I have a bunch of candles. All different sizes, different ornate candle holders, frozen candle wax in intricate flows and rivulets frozen in time. I haven't lit them in quite a while, because I hadn't had time. Two very important activities in my life is writing and D&D. The latter being a form of the former. I hadn't had time to write, except at work, and poetry disguised as routine texts with my girlfriend. I have a blog that nobody reads, least of all my players, for whom this thing was initially set up to give background reading for the game. Game ended when the girlfriend moved in. That had something to do with it, but coincidentally, the campaign completed its two year and a half year life span at the same time, one of the players moved on, I got promoted and reassigned at work. It wasn't a perfect storm, but things have changed.
My homebrew AD&D campaign is something that I could never publish - a derivative syncretism of the others rules and work from about 20 years ago. I could salvage a fantasy novel based on the setting and only some of the events, and could potentially write a ground breaking fantasy role playing game supplement, but that's not the point. I was drawn and mystified by the D&D illustrations of the fantastic world full of magic on the edge of reality with its unexplored forests and mountains looming in the distance. This was akin to the concept of the musical album cover art from the seventies. Whatever the music, whatever the artist, the album cover featured a high quality drawing of a concept or illustration designed to get the record sold. Very little of the musical recording matched what was on the cover. It was a difficult venture for a kid spending a small fortune of ten dollars for a record that in all likelihood will sound awful. World of D&D was similar - it promised the romance of the exploration and of the unknown, but featured all too human combat, monsters, and treasure, even the magic in the game was mundane and functional, especially, when compared with the genuine eastern mysticism.

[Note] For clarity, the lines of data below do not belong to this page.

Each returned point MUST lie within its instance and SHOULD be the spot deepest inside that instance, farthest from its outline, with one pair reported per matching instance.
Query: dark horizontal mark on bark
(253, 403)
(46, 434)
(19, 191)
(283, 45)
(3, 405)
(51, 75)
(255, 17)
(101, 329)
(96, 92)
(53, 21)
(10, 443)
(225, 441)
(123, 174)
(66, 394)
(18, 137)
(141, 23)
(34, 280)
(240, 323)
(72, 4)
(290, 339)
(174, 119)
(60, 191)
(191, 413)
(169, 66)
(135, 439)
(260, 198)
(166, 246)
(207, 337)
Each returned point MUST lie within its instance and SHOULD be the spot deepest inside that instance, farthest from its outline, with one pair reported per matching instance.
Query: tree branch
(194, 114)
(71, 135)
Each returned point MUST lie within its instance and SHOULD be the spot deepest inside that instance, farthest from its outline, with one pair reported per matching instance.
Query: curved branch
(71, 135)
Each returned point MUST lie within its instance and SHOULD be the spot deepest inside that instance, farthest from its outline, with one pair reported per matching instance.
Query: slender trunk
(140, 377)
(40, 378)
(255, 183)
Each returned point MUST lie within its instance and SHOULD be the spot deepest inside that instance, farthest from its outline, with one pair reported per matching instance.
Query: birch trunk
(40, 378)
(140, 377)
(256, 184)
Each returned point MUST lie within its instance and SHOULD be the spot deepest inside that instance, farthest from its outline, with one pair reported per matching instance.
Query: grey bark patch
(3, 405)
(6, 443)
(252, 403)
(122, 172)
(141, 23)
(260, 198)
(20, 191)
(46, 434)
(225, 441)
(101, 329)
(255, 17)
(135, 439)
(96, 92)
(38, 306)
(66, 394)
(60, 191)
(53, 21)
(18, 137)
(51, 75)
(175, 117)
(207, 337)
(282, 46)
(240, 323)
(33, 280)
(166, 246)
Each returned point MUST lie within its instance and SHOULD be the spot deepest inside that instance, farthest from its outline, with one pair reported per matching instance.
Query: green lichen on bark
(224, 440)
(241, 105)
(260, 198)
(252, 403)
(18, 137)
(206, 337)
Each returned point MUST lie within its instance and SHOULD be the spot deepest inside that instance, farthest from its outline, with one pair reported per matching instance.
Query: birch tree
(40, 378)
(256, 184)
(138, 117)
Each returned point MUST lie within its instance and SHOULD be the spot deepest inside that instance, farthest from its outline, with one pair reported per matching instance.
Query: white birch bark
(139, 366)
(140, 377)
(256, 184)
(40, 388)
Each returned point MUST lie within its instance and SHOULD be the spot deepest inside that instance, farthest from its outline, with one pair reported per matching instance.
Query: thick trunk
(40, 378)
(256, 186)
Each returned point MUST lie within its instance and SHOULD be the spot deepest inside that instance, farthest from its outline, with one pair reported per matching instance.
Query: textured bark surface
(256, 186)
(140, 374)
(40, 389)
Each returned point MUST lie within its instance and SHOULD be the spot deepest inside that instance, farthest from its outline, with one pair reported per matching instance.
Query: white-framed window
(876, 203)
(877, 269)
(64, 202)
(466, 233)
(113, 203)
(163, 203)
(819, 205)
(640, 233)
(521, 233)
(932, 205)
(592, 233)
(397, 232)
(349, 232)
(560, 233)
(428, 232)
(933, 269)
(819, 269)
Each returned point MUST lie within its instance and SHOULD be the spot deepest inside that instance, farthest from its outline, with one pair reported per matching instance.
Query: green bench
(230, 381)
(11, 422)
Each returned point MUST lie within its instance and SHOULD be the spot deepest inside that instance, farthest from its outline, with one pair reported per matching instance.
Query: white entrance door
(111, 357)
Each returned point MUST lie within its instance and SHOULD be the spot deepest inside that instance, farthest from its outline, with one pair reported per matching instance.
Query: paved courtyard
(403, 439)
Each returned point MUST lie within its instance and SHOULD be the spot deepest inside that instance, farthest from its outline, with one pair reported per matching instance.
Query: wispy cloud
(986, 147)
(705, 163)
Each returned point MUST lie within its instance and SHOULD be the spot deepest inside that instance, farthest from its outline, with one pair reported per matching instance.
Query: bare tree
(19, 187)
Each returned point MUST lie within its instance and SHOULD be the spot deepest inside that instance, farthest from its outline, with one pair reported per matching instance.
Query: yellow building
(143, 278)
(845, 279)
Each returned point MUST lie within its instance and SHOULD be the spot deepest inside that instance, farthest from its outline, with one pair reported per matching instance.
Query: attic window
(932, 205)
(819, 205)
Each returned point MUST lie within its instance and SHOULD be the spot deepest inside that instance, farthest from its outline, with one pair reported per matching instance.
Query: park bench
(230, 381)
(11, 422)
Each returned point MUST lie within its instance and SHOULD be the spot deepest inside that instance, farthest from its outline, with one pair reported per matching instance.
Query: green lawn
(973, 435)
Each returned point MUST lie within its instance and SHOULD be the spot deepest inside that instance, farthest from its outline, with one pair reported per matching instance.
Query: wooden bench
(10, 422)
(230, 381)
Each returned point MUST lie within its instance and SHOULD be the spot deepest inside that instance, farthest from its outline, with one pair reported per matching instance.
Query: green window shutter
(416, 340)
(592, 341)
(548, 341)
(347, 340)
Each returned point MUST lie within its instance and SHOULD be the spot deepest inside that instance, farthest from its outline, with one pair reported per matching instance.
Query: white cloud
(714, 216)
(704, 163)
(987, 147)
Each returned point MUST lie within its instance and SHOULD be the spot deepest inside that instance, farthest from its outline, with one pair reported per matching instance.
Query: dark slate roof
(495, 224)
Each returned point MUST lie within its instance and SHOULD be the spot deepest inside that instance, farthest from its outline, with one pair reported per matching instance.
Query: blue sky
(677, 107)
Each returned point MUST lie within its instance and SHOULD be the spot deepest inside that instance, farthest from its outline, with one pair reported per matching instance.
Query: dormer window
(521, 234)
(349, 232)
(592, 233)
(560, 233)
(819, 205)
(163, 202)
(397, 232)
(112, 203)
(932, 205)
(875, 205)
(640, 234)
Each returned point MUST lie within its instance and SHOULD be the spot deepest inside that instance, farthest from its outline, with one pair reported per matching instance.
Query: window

Had I picked up the Moldway red box set and played right there and then, I may have seen what the game really was, as it was played, left it behind and moved on, but I came from a small town, population of 1500 smack into the middle of New York City, and it took a while for me to find friends, and even longer to find a D&D game. In the meantime the seed grew, picking up, where memories of my small town, Bradbury like, in places, ended. Back then, we would walk around between our school, and our homes, the movie theater and the single strip mall that we had, and we talked of the mysteries of the space and of the UFOs, ancient civilizations and archeological dog sites, and wars and politics, and nuclear weapons and of dangerous criminals, competing in story-telling and in playing war, and out all that ball of beeswax something approaching a long term live action role-playing game emerged. It had no formal rules, but it HAD rules, you couldn't make too outrageous claims when role playing some imperial grand duke, and pissing contests were a no-no, and there was even a single six sided die, that was used when the game took on the form of playing with the toy soldiers.
I had a pretty decent success recreating the same atmosphere, if not the mood, at my AD&D game table. By dint of the lack of experience, I let a mega dungeon get in the way of the developing campaign. It was the equivalent of the trench warfare in the art of the tactical troop movement in more ways than one. And so, D&D is part of my soul and I will get the game running again. Getting a player a two is no big deal, getting a steady group of six is almost an insurmountable challenge. Developing a story to play is easy, dungeon even easier, but the underground adventure grown like fungus, and if left unchecked, can consume your campaign story setting like cancer. That is, if you are like me, and have a grand mysterious world outside the dungeon. The real challenge is getting the D&D done in the face of other priorities and activities in your life.